Asked in an interview with CNBC on Tuesday last week if “China would make a move to take control of Taiwan,” Musk said that “the official policy of China is that Taiwan should be integrated... One does not need to read between the lines.”
“There is a certain inevitability to the situation,” he added.
Photo: screen grab from CNBC
“That is their policy, and I think you should take their word seriously,” Musk said.
Regarding whether such a move by China would be bad for Tesla, Musk said that the Chinese economy and the global economy are like conjoined twins and any attempt to separate them would affect them both.
Responding to Musk’s comments, Wu on Friday wrote on Twitter that the Chinese Communist Party’s “bullying & threats are a concern, especially for those who would rather stay free & democratic.”
Photo: Chu Pei-hsiung, Taipei Time
Beijing’s global expansion undermines the rules-based international order and “status quo,” he added.
“Mr. @ElonMusk, other than money, there is something we call VALUES,” he wrote on the Ministry of Foreign Affairs’ Twitter account.
The post has so far received more than 130,000 views and hundreds of responses, with some commenters praising Wu for speaking out, saying they believe Musk only cares about his own interests.
Other commenters said they believed Musk was only expressing the thoughts of the business community and that Taiwan would never boycott Tesla.
Among them was Mark Simon — previously the personal assistant of Jimmy Lai (黎智英), the jailed founder of Hong Kong’s Next Digital, formerly Next Media — who said that taking on Musk was a “bad fight to pick.”
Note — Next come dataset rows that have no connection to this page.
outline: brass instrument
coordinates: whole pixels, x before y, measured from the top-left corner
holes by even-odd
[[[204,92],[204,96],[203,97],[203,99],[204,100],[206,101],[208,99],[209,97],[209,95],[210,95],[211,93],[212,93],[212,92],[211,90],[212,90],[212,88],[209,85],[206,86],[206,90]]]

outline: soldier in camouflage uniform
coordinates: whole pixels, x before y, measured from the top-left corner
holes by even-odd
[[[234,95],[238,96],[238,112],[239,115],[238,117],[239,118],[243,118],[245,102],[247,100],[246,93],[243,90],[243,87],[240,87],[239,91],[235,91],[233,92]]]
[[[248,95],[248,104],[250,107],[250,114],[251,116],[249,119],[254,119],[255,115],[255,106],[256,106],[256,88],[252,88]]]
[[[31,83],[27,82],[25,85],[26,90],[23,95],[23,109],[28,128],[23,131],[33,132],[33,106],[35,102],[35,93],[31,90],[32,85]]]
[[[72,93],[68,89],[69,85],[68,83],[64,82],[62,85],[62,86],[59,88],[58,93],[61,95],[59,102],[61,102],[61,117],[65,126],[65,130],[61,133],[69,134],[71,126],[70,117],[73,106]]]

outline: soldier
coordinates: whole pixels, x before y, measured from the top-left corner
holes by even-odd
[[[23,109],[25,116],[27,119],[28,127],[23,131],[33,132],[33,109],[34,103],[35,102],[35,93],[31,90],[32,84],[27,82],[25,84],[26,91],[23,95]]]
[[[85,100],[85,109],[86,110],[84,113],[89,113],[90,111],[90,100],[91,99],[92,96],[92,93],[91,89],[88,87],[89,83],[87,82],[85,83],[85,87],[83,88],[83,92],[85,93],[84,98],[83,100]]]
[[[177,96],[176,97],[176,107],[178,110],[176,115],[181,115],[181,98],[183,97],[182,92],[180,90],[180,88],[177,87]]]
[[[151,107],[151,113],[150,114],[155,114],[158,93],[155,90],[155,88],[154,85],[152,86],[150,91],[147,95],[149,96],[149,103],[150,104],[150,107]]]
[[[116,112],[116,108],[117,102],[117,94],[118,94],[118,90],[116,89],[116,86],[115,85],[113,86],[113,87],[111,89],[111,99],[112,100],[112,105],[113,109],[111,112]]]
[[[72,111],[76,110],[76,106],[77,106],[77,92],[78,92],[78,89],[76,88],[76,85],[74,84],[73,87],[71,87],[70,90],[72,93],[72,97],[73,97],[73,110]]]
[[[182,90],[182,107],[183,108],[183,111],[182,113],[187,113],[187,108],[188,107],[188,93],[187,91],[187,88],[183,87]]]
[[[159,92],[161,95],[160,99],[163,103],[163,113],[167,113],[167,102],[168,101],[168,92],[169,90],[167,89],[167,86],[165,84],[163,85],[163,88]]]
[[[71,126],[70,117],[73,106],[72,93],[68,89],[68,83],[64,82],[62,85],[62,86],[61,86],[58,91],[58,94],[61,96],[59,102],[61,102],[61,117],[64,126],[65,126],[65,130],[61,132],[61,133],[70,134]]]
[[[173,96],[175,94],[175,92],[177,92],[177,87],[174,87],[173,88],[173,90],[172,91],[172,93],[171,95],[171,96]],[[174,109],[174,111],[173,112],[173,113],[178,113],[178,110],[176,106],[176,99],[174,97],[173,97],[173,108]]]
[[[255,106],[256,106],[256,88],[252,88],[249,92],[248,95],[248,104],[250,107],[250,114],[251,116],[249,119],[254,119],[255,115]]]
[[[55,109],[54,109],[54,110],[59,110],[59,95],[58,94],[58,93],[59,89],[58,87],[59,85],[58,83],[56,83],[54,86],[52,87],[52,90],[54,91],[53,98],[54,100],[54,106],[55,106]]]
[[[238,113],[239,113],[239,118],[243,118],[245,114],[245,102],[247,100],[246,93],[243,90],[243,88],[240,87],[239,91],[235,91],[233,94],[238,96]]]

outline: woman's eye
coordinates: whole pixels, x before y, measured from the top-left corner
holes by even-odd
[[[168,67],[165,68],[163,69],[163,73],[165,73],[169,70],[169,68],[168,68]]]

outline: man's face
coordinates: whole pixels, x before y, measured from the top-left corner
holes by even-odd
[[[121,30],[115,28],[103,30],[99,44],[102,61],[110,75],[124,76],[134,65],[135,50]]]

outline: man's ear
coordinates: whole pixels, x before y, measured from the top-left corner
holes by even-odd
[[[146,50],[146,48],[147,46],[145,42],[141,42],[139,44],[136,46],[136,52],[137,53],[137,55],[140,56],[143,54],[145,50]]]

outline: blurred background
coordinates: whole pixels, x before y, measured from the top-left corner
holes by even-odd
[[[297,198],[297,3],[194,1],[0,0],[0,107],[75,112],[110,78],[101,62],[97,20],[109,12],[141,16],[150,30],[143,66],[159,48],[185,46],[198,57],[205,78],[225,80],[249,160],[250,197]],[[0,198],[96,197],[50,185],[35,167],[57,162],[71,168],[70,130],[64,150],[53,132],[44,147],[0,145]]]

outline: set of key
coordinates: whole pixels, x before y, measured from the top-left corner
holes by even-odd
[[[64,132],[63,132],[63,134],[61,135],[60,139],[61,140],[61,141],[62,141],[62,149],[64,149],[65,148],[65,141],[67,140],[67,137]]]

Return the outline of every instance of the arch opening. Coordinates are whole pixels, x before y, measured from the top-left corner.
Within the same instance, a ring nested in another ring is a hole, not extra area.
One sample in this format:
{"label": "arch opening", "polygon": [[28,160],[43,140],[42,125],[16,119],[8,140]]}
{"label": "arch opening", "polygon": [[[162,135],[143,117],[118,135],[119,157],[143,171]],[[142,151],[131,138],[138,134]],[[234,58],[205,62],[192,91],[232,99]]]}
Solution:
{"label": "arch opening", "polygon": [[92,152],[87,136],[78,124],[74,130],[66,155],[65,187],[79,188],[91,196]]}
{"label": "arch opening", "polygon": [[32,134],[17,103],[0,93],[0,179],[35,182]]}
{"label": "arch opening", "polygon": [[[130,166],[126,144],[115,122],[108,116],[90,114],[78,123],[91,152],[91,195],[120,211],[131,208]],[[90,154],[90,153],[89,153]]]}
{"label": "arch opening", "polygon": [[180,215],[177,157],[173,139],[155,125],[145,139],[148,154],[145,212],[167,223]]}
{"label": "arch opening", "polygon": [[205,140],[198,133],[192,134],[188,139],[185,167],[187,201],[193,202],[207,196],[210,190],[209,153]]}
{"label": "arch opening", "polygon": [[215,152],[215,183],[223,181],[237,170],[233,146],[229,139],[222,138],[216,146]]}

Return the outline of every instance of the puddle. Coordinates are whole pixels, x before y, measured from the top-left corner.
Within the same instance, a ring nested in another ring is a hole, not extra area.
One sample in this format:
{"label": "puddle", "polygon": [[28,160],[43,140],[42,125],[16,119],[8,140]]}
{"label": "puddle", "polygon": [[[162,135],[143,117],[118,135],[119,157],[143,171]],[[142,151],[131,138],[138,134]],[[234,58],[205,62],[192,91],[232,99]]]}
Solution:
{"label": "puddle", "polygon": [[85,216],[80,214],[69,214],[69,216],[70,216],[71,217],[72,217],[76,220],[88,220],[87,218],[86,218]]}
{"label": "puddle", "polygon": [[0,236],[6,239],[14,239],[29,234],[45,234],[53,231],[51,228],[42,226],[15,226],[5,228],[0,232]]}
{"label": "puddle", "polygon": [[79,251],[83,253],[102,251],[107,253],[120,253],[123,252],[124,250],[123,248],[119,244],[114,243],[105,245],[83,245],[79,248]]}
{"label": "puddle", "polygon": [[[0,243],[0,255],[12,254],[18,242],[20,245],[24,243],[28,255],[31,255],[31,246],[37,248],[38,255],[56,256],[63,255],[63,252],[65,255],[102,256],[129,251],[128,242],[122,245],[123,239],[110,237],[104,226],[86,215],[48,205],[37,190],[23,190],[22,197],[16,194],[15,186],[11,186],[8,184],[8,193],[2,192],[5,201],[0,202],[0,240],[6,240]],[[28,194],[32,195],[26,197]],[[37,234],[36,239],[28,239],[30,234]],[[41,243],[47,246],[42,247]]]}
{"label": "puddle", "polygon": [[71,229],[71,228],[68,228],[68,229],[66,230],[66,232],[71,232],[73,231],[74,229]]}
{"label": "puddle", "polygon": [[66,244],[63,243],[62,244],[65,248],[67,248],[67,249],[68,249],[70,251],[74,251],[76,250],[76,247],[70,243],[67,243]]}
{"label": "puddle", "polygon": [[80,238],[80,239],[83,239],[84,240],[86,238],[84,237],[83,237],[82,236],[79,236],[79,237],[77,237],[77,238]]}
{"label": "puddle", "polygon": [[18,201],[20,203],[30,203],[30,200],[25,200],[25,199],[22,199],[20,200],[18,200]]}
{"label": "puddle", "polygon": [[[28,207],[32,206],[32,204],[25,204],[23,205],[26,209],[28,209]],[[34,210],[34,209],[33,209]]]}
Separately, a report published by The Economist on Thursday said that from the perspective of China, the Starlink satellite Internet system provided to Kyiv by Musk’s Space Exploration Technologies Corp (SpaceX) not only puts Russia at a disadvantage in its war with Ukraine, but also raises concerns about Taiwan.
If SpaceX gave Taiwan access to the system, it would make a Chinese invasion much more difficult, it said.
Analysts say that if China invaded Taiwan, it could start by severing the 14 undersea Internet cables that keep the country connected to the world, the report said, adding that Taiwan is adding cables and planning how to defend its landing points.
The government is also testing antennae in 700 locations, including outside Taiwan, that would be able to send and receive signals from low Earth orbit satellites, like the ones Starlink uses, The Economist said.
Although China has the capability to shoot down satellites, the Starlink network is made up of more than 4,000 satellites and aims eventually to have tens of thousands.
As such, China might have more success leaning on the SpaceX CEO to deny Taiwan access to Starlink, given that Musk’s other major venture, Tesla, has a large factory in Shanghai, The Economist said.